This Biscuit Making Hack Changes Everything
Every cook or chef that has ever made a biscuit has a secret for making these flaky quick breads that can defy gravity and melt in the mouth. Famed Southern cooks like Carrie Morey and Callie White of Charleston's Callie's Hot Little Biscuit swear by White Lily flour, the low-protein, low-gluten flour that's milled using soft red winter wheat (via Today). That assertion is backed by retired University of Georgia professor of food science Robert Dixon Phillips, who says soft wheat flours like White Lily "has less gluten protein and the gluten is weaker, which allows the chemical leavening — the baking powder — to generate carbon dioxide and make it rise up in the oven" (via The Atlantic).
But experts say it takes more than White Lily flour to make a biscuit flaky. Recipe developer Chadwick Boyd told NPR: "A home cook is going to have three or four different varieties at the grocery store to choose from. The notion that if you pick one over the other is going to determine the success or failure of your biscuits is just wrong."

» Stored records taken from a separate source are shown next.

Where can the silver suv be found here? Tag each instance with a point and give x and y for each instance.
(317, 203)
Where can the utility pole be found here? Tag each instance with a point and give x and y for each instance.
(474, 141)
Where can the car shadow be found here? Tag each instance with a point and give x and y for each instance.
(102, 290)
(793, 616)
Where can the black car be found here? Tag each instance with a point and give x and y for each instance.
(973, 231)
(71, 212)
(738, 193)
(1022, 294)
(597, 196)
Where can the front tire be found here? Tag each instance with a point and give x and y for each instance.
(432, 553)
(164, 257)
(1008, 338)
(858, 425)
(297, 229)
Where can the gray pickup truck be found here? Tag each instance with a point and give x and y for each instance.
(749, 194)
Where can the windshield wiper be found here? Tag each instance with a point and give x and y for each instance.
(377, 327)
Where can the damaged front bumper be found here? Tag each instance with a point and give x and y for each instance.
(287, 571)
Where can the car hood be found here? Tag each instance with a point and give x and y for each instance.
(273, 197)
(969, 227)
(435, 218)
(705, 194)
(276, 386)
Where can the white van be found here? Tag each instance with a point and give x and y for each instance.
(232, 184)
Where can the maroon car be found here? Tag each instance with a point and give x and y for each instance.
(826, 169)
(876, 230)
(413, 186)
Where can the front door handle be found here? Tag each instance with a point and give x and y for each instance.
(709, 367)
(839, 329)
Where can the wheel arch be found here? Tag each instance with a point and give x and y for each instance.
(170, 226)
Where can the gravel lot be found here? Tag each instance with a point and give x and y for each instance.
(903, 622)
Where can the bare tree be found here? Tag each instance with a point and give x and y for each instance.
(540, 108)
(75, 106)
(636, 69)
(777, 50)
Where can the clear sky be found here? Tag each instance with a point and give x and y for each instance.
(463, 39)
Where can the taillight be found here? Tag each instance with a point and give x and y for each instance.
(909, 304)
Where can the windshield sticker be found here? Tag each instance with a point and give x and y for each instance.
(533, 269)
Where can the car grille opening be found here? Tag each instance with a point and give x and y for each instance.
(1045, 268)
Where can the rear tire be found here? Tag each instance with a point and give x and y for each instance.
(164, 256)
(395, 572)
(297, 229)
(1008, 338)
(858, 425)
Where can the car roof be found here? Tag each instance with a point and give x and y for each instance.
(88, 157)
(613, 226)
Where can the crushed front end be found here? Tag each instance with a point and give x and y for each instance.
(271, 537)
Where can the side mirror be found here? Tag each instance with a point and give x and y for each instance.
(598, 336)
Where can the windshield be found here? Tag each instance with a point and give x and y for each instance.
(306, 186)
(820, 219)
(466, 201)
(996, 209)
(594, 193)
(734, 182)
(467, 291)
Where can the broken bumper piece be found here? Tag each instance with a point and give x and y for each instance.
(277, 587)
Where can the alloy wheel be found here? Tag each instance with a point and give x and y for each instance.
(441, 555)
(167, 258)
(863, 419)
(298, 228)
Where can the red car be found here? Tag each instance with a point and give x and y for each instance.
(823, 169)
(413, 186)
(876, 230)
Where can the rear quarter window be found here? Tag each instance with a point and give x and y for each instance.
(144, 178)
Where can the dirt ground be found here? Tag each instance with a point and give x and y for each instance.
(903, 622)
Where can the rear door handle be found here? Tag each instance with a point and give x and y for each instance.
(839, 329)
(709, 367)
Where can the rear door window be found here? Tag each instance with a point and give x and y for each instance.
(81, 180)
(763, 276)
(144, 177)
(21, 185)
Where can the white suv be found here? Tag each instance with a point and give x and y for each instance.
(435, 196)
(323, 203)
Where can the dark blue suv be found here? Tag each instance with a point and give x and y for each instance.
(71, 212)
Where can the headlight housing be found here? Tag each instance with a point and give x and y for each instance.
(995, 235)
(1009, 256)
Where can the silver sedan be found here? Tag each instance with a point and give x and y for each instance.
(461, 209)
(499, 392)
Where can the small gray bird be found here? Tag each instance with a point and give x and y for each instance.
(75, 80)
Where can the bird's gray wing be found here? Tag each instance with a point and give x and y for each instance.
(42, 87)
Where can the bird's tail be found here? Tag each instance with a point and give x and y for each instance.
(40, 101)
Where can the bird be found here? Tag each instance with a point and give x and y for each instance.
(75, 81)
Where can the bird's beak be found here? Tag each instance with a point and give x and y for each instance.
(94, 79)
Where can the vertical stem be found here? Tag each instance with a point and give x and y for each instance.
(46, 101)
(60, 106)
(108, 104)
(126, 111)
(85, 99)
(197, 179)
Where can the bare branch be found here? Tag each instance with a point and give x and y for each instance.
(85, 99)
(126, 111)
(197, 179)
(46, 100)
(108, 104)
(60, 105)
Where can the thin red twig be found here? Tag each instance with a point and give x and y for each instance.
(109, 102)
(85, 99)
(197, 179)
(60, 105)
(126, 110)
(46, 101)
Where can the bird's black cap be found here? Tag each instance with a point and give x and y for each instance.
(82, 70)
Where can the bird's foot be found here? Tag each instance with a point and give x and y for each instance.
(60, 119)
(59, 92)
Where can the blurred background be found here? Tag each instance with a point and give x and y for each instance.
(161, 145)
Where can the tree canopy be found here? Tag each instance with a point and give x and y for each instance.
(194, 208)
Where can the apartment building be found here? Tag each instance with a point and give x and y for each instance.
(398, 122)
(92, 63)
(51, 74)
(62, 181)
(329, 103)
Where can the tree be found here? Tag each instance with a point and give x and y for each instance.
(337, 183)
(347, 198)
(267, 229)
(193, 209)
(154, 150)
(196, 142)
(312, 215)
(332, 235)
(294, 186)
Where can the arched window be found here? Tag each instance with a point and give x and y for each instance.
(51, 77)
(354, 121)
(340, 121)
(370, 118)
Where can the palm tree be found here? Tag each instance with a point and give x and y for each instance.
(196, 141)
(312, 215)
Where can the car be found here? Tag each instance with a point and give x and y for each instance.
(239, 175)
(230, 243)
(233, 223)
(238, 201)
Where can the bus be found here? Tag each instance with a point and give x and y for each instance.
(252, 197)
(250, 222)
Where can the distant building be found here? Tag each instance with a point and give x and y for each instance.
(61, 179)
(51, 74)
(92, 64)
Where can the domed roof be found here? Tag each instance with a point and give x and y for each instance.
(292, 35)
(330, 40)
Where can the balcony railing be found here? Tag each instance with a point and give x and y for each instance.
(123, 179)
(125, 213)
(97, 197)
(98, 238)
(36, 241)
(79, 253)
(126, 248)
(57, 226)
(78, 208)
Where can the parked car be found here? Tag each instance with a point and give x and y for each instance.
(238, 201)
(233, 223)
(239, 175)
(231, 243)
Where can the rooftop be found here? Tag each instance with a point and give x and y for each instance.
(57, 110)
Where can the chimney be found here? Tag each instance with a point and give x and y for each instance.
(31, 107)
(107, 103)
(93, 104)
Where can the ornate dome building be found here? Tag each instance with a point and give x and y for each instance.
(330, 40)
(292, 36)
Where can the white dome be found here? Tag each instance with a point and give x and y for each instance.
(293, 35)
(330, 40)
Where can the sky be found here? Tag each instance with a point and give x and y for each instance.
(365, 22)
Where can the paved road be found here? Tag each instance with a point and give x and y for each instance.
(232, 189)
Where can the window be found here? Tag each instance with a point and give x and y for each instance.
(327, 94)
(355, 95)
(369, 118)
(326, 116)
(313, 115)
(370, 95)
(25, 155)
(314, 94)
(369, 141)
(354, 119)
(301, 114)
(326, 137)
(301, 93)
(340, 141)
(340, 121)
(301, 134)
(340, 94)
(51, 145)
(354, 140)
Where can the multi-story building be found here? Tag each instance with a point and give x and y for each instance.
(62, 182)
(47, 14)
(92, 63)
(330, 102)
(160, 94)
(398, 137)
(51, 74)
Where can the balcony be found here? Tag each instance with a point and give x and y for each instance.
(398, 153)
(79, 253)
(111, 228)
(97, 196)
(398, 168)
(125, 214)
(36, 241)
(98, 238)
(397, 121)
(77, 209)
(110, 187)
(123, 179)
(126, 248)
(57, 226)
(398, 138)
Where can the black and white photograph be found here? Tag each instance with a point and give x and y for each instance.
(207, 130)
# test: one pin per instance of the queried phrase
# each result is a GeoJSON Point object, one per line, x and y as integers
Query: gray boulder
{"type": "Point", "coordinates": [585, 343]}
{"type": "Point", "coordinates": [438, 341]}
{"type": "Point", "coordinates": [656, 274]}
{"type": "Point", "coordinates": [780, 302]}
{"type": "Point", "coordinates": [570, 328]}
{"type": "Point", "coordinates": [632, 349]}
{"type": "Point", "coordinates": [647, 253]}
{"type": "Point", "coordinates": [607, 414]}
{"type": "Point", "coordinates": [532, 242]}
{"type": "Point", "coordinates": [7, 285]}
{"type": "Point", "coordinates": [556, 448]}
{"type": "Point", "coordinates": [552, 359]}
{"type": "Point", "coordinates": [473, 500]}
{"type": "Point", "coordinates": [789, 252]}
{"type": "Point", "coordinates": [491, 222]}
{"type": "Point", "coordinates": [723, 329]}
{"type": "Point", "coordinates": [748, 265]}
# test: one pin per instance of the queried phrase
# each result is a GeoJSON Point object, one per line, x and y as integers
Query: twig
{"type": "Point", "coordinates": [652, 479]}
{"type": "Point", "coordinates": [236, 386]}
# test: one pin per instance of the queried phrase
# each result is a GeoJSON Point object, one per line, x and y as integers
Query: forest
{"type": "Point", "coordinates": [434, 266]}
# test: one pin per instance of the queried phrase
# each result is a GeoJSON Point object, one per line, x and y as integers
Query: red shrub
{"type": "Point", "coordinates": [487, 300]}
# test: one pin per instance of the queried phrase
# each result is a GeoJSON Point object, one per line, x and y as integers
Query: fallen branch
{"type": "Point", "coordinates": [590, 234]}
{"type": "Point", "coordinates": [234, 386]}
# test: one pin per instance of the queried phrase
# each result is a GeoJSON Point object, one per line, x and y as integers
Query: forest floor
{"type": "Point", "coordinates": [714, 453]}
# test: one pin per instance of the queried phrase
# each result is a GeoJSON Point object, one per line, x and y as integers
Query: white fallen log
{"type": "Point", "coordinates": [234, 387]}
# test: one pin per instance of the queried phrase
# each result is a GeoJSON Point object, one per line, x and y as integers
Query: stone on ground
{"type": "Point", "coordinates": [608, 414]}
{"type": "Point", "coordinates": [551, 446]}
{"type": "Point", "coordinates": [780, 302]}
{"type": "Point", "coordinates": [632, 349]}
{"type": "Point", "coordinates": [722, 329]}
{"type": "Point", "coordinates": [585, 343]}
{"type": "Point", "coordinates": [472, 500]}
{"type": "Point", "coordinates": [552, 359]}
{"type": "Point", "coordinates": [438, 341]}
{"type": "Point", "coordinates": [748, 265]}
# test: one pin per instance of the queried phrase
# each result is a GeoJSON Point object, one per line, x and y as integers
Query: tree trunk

Grating butter is the biscuit baking hack you didn't know you needed
Baking experts now say that the temperature of the fat (butter, margarine, or shortening) that you mix into your dough is the key to helping your biscuits reach their full potential. The Kitchn suggests you keep your butter cold, and to handle your dough as little as possible. As an added bonus tip, instead of cutting the butter into little chunks, as bakers used to recommend, freeze your butter the night before until it's solid, and grate it with a box or cheese grater.
Using frozen butter makes sure that the fat stays cold, and because it's already in little pieces, the dough doesn't need to be handled as much as it would be if your butter was in bigger chunks (Food 52 helpfully provides a demonstration which you can watch here). NPR adds that it's important that you see slivers of butter in the dough before your biscuit-to-be makes it into the oven.
The technique works, because science. As the butter melts in the oven, it produces steam, which results in lifting and making flaky layers. The technique is versatile — and works not just with biscuits but with pie crusts too (via The Kitchn). The more you know.